Closed
Bug 1093664
Opened 10 years ago
Closed 9 years ago
Intermitent Windows 8 Build fail with LINK : fatal error LNK1102: out of memory
Categories
(Firefox Build System :: General, defect)
Tracking
(Not tracked)
RESOLVED
WORKSFORME
People
(Reporter: cbook, Unassigned)
References
()
Details
(Keywords: intermittent-failure)
WINNT 6.1 x86-64 mozilla-central pgo-build https://treeherder.mozilla.org/ui/logviewer.html#?job_id=582941&repo=mozilla-central Finished generating code LINK : fatal error LNK1102: out of memory not sure if there is anything we can do here.
Comment hidden (Legacy TBPL/Treeherder Robot) |
Comment 2•10 years ago
|
||
Well that's exciting. I'm guessing this is a bug in the 64-bit compiler?
Blocks: 1084162
Comment hidden (Legacy TBPL/Treeherder Robot) |
Updated•10 years ago
|
Flags: needinfo?(dmajor)
Uh-oh. I was hoping it would be a one-off, but a second one makes me worry. I don't know of any good solution to this other than bring back MSVC_ENABLE_PGO (possibly used more liberally) for Win64. :-( Anyone have any better ideas?
Flags: needinfo?(dmajor)
Comment 5•10 years ago
|
||
In bug 1093355, sfink is limiting the rooting analysis to -j4 to avoid using too much memory.

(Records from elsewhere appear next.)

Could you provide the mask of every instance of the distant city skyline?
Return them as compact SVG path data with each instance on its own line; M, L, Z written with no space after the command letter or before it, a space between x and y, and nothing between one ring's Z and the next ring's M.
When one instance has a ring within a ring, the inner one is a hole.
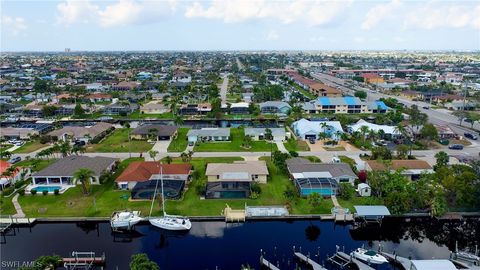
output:
M480 50L478 1L4 1L1 51Z

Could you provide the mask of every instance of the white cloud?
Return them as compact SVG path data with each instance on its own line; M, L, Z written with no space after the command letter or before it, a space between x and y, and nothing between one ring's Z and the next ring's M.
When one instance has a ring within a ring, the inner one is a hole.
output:
M371 29L381 21L394 17L401 7L402 3L400 0L393 0L386 4L374 6L367 12L365 20L362 23L362 29Z
M57 5L58 20L66 25L95 22L102 27L154 23L176 9L176 1L119 0L101 8L90 0L66 0Z
M11 35L17 36L27 28L27 23L23 17L2 16L2 29Z
M187 18L220 19L226 23L275 19L285 24L300 21L316 26L332 22L350 4L351 0L213 0L207 5L204 2L192 3L187 6L184 15Z
M465 28L480 29L480 4L469 6L431 1L405 16L404 28Z
M57 5L59 23L89 23L98 16L99 7L90 1L66 0Z
M280 38L280 35L275 30L269 31L267 33L267 36L265 37L266 40L277 40L279 38Z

Could we try that here, or is this a single process gobbling up all the memory on the builders?
It's a single instance of link.exe -- on my machine I've seen it take 5 or 6 GB.
So I guess one question is whether the machines are *actually* running out of memory or whether this is code for "some internal array reached some hardcoded limit".
Hmm it's interesting that in both cases we failed at the PGINSTRUMENT phase. I woulda thought that would be the easier of the two links!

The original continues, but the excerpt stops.